1. Smallest Set Covering Intervals
Given a series of integer intervals, determine the size of the smallest set that contains at least one integer within each interval. For example, given the intervals starting at first[i] = [0, 1, 2] and ending at last[i] = [2, 3, 3], the smallest set that contains at least one integer from each interval is {1, 2, 3}. Complete the function 'interval' which has the following parameters: int first[n] (each element represents the start of interval[i]), int last[n] (each element represents the end of interval[i]). The function should return the size of the smallest interval possible. Constraints: 1 <= n <= 10^5, 0 < first[i] < last[i] < 10^5.
2. Sequential String
Given a special string 's' of length 'n' consisting of characters 0-9 only, and an array 'arr' of 'm' strings also consisting of characters 0-9, calculate the minimum number of characters needed from 's' to construct a permutation of each of the strings in 'arr'. Return an array of integers where the ith element denotes the minimum length of a substring that contains a permutation of the string in 'arr'. If a string cannot be constructed, return -1 at that index.
3. House Price Prediction
The task involves data processing and applying regression for house price prediction. The details of the regression requirements are not specified.
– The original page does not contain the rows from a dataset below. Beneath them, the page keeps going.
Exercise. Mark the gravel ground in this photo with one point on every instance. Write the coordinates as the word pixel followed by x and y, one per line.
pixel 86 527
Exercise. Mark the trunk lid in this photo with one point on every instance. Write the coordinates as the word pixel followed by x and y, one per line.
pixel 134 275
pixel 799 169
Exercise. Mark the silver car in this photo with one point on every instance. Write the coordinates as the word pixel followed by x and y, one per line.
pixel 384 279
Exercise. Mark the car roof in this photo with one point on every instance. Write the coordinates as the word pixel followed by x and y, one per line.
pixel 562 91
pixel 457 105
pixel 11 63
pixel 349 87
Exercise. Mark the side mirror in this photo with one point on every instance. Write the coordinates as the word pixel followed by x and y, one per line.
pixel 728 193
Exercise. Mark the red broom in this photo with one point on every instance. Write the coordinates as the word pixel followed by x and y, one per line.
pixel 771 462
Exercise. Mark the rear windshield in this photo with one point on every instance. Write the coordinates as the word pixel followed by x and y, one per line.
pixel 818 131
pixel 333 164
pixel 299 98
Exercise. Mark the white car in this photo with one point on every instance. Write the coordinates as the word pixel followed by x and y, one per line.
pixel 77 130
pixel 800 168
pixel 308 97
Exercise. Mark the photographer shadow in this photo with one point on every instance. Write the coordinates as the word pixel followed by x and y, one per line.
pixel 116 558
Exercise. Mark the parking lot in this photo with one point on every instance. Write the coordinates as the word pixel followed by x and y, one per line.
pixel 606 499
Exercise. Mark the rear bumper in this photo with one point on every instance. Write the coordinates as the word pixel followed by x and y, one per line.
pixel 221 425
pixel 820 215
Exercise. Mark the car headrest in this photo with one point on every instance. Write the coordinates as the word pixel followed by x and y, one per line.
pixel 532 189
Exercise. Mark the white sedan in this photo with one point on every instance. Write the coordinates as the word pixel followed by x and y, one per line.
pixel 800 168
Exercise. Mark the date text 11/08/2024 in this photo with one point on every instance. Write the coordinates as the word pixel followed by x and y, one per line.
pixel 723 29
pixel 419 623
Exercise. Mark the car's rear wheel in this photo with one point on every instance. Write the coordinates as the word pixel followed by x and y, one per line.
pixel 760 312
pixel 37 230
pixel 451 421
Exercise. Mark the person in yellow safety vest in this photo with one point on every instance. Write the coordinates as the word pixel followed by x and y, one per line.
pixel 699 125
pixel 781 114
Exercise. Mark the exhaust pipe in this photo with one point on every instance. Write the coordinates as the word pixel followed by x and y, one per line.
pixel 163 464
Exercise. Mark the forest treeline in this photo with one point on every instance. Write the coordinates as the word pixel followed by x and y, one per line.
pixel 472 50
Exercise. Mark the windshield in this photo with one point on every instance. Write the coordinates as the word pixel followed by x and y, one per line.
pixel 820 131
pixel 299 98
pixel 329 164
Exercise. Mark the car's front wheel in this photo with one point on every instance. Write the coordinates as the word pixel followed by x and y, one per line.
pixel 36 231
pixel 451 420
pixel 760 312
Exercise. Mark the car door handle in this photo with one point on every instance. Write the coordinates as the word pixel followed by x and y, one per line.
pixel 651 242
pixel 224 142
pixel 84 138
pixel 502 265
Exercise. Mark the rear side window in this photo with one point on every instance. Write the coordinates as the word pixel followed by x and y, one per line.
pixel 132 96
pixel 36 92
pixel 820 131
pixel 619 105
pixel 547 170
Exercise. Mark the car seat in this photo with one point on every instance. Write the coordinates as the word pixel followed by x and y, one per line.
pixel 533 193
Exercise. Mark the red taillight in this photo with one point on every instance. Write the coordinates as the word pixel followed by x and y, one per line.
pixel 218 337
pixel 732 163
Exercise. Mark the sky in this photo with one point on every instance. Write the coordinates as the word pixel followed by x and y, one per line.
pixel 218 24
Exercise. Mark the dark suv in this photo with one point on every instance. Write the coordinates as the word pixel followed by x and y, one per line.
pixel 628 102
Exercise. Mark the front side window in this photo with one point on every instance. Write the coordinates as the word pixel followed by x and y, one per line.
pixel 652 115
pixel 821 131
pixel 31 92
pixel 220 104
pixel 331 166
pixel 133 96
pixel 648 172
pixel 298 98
4. Submit Predictions on Test Dataset
Submit the predictions on the test dataset using your optimized model. For each record in the test set (test.csv), you must predict whether a customer will cancel his booking or not. You should submit a CSV file with a header row and one row per test entry. The file (submissions.csv) should have exactly 2 columns: id and is_canceled.
5. Build a Classification Model
Build a classification model to determine whether a customer will cancel a booking. Please explain the findings effectively to technical and non-technical audiences using comments and visualizations, if appropriate. Additionally, build an optimized model that effectively solves the business problem. The model's performance will be evaluated on the basis of accuracy. Read the test.csv file and prepare features for testing. Describe the most important features of the model to management and visualize the top 10 features and their feature importance.